Enhancing images stronglyAnd weakly enhanced images、Respectively inputting the feature extractors, respectively acquiring corresponding image features, and judging the category of the micro expression;

Based on a plurality of weakly enhanced images Outputting a class probability distribution corresponding to each micro-expression class through the feature extractor, comparing the maximum value of the class probability distribution with a preset threshold value, and taking the micro-expression class corresponding to the preset threshold value or more as a pseudo class of the weak enhanced image; acquiring multiple strongly enhanced imagesCross entropy of the microexpressive category and the pseudo category;

Based on a plurality of weakly enhanced images Outputting the class probability distribution corresponding to each micro-expression class through the feature extractor, and obtaining the cross entropy between the output class probability distribution and the original class probability distribution of the marked micro-expression image.

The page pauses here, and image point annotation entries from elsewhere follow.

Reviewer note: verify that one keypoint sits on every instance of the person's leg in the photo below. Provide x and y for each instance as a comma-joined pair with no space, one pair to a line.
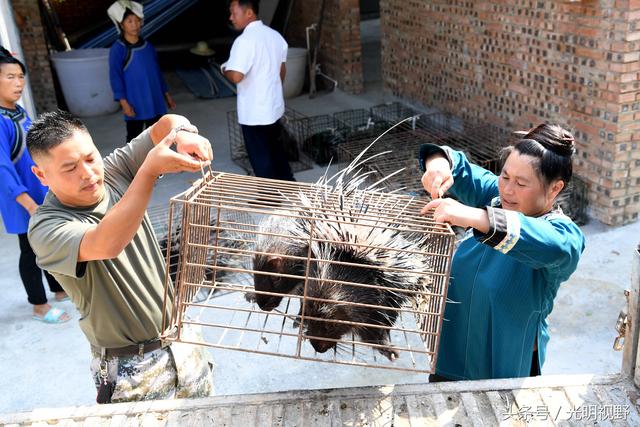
281,166
535,365
256,142
54,286
136,378
193,364
30,274
134,128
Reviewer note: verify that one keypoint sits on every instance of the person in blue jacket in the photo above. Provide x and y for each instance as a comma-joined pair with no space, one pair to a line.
20,191
518,249
134,72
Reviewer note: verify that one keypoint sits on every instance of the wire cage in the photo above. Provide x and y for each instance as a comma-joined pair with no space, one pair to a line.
394,112
350,277
161,216
291,139
319,136
360,123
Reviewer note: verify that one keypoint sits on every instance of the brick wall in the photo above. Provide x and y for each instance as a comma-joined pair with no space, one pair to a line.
36,54
518,63
340,53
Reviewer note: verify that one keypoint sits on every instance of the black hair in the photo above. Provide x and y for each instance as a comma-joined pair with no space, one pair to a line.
7,58
552,147
251,4
50,130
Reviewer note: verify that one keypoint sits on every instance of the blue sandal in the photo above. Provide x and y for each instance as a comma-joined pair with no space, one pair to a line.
54,315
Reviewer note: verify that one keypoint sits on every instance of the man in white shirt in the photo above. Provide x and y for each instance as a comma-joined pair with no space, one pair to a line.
257,65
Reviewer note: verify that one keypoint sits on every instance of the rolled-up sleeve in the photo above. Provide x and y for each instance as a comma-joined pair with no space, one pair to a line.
56,242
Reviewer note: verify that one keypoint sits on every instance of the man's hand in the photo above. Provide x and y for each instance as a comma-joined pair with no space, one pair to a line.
171,104
438,178
455,213
194,145
127,109
162,159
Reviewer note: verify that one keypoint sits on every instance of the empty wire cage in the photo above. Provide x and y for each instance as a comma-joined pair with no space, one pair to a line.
339,275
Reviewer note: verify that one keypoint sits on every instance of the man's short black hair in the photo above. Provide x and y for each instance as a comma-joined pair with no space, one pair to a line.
251,4
50,130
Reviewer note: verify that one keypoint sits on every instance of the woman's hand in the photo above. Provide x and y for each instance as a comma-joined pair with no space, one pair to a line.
455,213
438,178
127,109
170,102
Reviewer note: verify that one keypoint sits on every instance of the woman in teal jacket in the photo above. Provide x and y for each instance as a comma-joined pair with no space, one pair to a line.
517,251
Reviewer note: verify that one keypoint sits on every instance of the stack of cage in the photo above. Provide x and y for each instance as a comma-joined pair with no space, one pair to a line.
395,112
252,221
320,136
360,124
291,139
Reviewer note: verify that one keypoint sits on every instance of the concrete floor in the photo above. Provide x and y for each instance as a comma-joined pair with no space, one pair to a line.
47,365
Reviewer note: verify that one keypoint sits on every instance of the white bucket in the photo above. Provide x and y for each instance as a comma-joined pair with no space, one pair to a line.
84,78
296,66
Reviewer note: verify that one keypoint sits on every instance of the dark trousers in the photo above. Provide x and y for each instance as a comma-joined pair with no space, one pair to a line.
31,274
266,153
135,127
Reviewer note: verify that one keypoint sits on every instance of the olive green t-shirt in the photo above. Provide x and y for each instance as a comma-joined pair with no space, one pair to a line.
120,300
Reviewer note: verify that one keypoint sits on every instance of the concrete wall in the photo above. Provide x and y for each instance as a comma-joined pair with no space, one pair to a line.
340,52
34,47
518,63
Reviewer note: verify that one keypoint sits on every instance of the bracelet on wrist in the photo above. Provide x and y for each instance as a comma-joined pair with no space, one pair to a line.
186,127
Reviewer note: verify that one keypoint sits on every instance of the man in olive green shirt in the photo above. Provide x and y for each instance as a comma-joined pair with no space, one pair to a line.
92,233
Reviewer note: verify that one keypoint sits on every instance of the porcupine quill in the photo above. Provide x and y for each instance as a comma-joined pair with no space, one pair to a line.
341,235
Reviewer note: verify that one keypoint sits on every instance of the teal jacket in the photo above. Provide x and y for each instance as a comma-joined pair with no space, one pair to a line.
503,283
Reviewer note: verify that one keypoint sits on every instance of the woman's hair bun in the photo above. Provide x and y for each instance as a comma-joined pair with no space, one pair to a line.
552,137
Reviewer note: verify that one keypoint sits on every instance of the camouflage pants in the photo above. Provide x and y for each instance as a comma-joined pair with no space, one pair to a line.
178,371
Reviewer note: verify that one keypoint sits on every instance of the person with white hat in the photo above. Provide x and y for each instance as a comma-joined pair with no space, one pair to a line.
257,66
136,79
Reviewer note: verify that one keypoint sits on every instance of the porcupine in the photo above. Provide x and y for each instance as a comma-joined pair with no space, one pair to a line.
224,259
275,258
326,211
385,256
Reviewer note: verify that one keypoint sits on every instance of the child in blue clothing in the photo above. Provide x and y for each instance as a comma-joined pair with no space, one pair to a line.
517,251
20,191
136,79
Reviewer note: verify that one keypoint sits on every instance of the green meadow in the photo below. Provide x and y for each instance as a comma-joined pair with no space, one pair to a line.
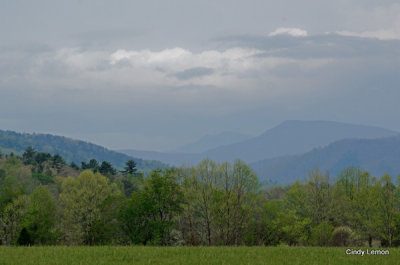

5. The method according to claim 4, wherein comparing the confidence score of the identified microexpressions in the microexpressive image sequence to be annotated with the standard confidence score of the microexpressions of the corresponding category, comprises the steps of:

Acquiring first-class probability distribution of image data in a micro-expression image sequence to be annotated as follows Acquiring second-class probability distribution of marked micro-expression data set as；

For the same microexpressive category, obtaining the average probability distribution of the first category probability distribution and the second category probability distribution；

Will beWith a preset adaptive scoreComparing ifJudging that the confidence score of the corresponding micro-expression is larger than or equal to the standard confidence score, updating the micro-expression image sequence to be marked, and adding the micro-expression larger than or equal to the standard confidence score in the micro-expression image sequence to be marked into the marked micro-expression image set;

6. A microexpressive image annotation device, comprising:

Training the feature extractor model includes the steps of:

Triple loss between multiple expression embeddings is obtained:

；

wherein m is a super parameter;

7. A non-transitory computer readable storage medium having stored thereon a computer program, wherein the computer program when executed by a processor implements the steps of the micro-expressive image annotation method according to any one of claims 1 to 5.